Very generally, here are the rules for determining what's Marital property and what isn't:

* Marital property includes all earnings during marriage and everything acquired with those earnings. All debts incurred during marriage, unless the creditor was specifically looking to the separate property of one spouse for payment, are marital property debts.
* Non-marital property of one spouse includes gifts and inheritances given just to that spouse, personal injury awards received by that spouse, and the proceeds of a pension that vested (that is, the pensioner became legally entitled to receive it) before marriage. Property purchased with the separate funds of a spouse remain that spouse's separate property. A business owned by one spouse before the marriage remains his or her separate property during the marriage, although a portion of it may be considered Marital property if the business increased in value during the marriage or both spouses worked at it.
* Property purchased with a combination of separate and marital funds is part marital and part non-marital property, so long as a spouse is able to show that some separate funds were used. Non-marital property mixed together with marital property generally becomes marital property.

Who gets to live in the house during the divorce?

If children are involved, the parent who spends the most time with the kids, or provides their primary care, usually remains in the marital home with them. If you don't have children and the house is the separate property of just one spouse, that spouse has the legal right to ask the other to leave.

If, however, you don't have children and you own the house together, this question gets tricky. Neither of you has a legal right to kick the other out. You can request that the other person leave, but he or she doesn't have to. If your spouse changes the locks, or somehow prevents you from entering the home, you can call the police. The police will probably direct your spouse to open the door. When you both own the home, the only time you can get your spouse to leave is if domestic violence has been committed and a judge grants a restraining order.

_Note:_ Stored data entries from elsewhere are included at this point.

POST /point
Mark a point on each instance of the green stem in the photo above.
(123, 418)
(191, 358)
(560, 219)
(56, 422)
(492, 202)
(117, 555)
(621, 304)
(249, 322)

http://www.njdivorceonline.com/njpages/MaritalProperty/prop and debt div.asp

 
Thank you for the answer...
Another question came to mind in that, as I mentioned she keeps her money sepearte from mine by direct deposit into her checking account..over the years she has amassed a good amount...but I found out recently she wired a considerable sum (40,000 +) over to her brother in Europe with out ever discussing it with me..when I questioned her about it, her answer was that it is her money and she loaned it to him and he is paying her interest on it more than a bank would( no legal agreement in writing) , I really think it is just her way of hiding it. She also opened up a account with her mother who has no input into it, she doesn't even live in USA but has a green card. If a divorce was to occur...could I force her to account for all the money from over the years we have been married that she has kept seperate and not put into the marriage, there has to be a paper trail thru her bank records. She just likes to spend, on all sorts of junk. Or how could I even force her to make her earnings available for everyday bills..?? She just has them directly deposited into her account with her having soul access to it...would a judge even take any of this nonses into account...??
Again thanks for the help
 
Short answer is NOPE.

It was up to you to request that she account for whatever money she has spent, and organize your finances the way you wanted them to work.

The courts won't want to get involved in your household finances. They won't do what was basically your job.

(By the way - how does the Mother In Law have a green card without living in the US?)